Posted November. 26, 2008 03:10,   

한국어

Public schools this year have received performance-based incentives amounting to 1.08 trillion won (714 million U.S. dollars). Each school distributed the money depending on its own principles. One school categorized its teachers into three groups depending on period of employment. When certain teachers worked for the same period, their grades were determined by salary class. Other teachers in the same salary class, however, had their grades determined by date of birth. Moreover, when a school paid out performance-based incentives, around 80 percent of teachers pooled the incentives and divided them evenly. In another school categorizing teachers depending on when a teacher began teaching at the school, around 90 percent of teachers agreed to pool the incentives and divide them evenly.

Branches of the Korea Teachers and Education Workers Union have urged teachers to use the incentives as a financial resource to wage an anti-incentive campaign against the government. In the union`s Gwangju branch, members agreed to donate 50,000 won per teacher to establish an educational foundation to prevent disparity in education. The members of the union`s Busan branch agreed to donate 50,000-100,000 won per teacher to set up a fund to help the underprivileged. Those in Incheon and North Gyeongsang Province will each give 100,000 won and those in South Gyeongsang Province, South Jeolla Province and the Chungcheong provinces will each donate 20,000-100,000 won to fight the government. The union says its conflict reflects the self-respect and unyielding will of teachers to correct the erroneously implemented incentive system.

The incentive system was introduced seven years ago, but the union`s systematic conflict has stood in the way of promoting the system. The system is now a factor intensifying discord among teachers instead of being a tool to improve educational quality via sound competition among teachers. Even principals are being forced to embrace the teachers` demand to categorize teachers based on unreasonable standards. Given that certain principals and vice principals at private schools received a "B" grade last year, all blame should not be placed on the teachers` union.

The Education, Science and Technology Ministry is also responsible in that it allows each school to distribute the incentives based on its own standards. It suggested around 30 standards such as school hours and counseling for students.
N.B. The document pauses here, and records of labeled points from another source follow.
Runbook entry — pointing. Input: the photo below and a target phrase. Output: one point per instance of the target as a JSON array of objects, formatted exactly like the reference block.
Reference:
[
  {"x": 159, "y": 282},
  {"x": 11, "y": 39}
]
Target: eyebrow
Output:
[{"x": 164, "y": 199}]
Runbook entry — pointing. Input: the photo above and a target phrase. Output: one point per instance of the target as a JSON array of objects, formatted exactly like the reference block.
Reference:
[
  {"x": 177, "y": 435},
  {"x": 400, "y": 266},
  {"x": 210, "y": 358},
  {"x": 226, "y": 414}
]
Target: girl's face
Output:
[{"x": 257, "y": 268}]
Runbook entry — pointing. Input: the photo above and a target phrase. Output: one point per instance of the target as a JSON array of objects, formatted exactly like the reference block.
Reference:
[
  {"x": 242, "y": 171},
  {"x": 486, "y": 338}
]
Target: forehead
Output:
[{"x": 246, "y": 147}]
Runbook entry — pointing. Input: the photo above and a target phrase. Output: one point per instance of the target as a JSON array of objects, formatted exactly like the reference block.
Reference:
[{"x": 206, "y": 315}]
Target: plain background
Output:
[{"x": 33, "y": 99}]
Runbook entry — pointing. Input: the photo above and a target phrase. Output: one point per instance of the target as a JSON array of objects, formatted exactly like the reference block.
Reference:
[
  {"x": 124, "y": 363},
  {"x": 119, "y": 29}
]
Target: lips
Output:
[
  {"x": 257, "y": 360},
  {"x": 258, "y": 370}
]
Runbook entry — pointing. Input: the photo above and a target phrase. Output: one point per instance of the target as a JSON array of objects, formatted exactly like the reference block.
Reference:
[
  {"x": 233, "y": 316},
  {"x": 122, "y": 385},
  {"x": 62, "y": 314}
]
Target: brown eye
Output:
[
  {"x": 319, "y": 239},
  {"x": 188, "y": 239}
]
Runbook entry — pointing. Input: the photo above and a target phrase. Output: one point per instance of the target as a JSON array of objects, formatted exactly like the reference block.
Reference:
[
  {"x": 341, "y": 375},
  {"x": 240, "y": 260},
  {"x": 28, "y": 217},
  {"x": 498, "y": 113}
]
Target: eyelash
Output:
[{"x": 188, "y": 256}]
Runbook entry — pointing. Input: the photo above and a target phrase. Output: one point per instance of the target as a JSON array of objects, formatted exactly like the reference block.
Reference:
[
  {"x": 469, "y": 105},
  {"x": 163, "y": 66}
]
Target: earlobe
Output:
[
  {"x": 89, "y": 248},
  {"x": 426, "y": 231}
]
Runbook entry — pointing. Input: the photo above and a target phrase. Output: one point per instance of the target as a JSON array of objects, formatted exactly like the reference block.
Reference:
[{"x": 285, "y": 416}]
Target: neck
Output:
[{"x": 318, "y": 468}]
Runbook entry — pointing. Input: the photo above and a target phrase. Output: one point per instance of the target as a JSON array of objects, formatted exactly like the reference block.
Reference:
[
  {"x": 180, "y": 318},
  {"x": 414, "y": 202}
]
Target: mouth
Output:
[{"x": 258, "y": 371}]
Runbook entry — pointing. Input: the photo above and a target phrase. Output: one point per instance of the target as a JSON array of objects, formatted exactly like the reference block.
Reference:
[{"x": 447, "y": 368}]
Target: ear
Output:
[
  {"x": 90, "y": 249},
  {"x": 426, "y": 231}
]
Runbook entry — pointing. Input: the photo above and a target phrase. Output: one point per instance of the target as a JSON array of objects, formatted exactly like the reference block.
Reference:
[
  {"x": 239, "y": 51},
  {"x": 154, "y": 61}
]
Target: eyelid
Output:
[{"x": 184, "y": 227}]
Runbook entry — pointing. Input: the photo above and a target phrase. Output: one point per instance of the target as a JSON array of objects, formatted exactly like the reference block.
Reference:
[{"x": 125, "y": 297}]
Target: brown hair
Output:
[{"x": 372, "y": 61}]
Only a few schools, however, have honored the ministry`s suggestions. The teachers` union had long argued that the incentive system will turn into a new system to assess teacher performance and urged teachers to give the money back. The union, however, has instead encouraged division of the incentives money evenly. Teachers belonging to the union cannot differentiate the incentives from the money pooled to pay for dinner. It is better to withdraw all the incentives. Education offices in each city and province now just turn a blind eye to this instead of performing strict supervision. The quality of education cannot be upgraded without strengthening teacher competitiveness.